UCSG-NET - Unsupervised Discovering of Constructive Solid Geometry Tree

ML For 3D Data

🚀 Motivations

  • Methods based on SDF struggle to reconstruct non-convex shapes.

  • One remedy is to incorporate a CSG(constructive solid geometry) framework
    that represents a shape
    as a decomposition into primitives.

  • It allows to embody a 3D shape of high complexity and non-convexity
    with a simple tree representation of Boolean operations.

  • 🤔 Neverthless, existing approaches are supervised
    and require the entire CSG parse tree
    that is given upfront during the training process.

1️⃣ Existing methods for representing meshes,
such as BSP-NET and CVXNET's drawbacks
1) generating mesh from predicted planes
requires an additional post-processing step.
2) assume any object can be decomposed into a union of convex primitives
➡️ While holding, it requires many such primitives
to represent concave shapes.
3) Decoding process is difficult to explain
and modified with some external exprt knowledge

2️⃣ CSG-NET utilize CSG parse tree
to represent 3D shape construction process
➡️ require expensive supervision
that assumes assigned CSG parse tree
for each example given during training.

  • ✅ Paper proposes a model UCSG-NET
    for representing 3D meshes
    capable of learning CSG parse trees
    in an unsupervised manner

  • Suggested model predicts parameters of primitive
    and binarize their SDF representation
    through differentiable indicator function.

  • Achieve goals by introducing CSG Layers
    capable of learning explainable Boolean operations
    for pairs primitives.

🔑 Key Contributions

  • First method able to predict CSG tree
    without any supervision.

  • Achieve SOTA results on the 2D reconstruction task
    comparing to CSG-NET trained in a supervised manner.

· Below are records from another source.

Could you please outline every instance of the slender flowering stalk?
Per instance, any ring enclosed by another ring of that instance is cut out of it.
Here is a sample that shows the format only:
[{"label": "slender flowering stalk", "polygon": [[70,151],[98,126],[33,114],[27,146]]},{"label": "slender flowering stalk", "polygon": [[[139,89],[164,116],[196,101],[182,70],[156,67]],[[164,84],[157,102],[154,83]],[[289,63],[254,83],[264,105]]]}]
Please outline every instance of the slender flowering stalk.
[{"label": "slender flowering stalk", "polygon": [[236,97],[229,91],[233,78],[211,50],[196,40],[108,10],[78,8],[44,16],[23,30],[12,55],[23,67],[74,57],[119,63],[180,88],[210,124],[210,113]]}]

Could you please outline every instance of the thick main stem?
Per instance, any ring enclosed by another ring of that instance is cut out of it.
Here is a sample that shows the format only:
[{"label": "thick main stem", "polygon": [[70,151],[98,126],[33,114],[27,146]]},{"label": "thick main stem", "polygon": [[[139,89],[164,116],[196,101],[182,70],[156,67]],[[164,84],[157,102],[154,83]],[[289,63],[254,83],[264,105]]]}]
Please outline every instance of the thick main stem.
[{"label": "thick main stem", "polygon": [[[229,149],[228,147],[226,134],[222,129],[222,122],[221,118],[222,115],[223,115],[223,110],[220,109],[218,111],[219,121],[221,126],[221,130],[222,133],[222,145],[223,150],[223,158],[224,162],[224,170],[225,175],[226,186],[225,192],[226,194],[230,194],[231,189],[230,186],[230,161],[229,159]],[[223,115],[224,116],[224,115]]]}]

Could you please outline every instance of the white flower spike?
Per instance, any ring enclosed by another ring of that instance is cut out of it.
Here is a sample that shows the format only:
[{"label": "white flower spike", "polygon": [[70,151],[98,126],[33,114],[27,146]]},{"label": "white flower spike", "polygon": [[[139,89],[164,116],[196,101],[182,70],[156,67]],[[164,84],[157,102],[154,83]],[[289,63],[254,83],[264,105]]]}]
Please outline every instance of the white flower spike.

  • Predictions of method are fully interpretable
    and can aid in CAD applications.

  • Define and describe a novel formulation of
    constructive solid geometry operations
    for occupancy value representations
    for 2D and 3D data.

⭐ Methods


  • End-to-end neural network model
    that predicts parameters of simple geometric primitives
    and their constructive solud geometry composition
    to reconsturct a given object.

  • User can predict the CSG parse tree
    that can be further passed to an external rendering SW
    in order to reconstruc the shape

  • To achieve this, model predicts primitive shapes
    in SDF representation.
    Then, converts them into a occupancy values O
    taking 1 : if a point in the space is inside the shape
    0: outside the shape.

  • CSG operations on such a representation
    are defined as clipped summations
    and differences of binary values.
    Model dynamically chooses which operation should be used.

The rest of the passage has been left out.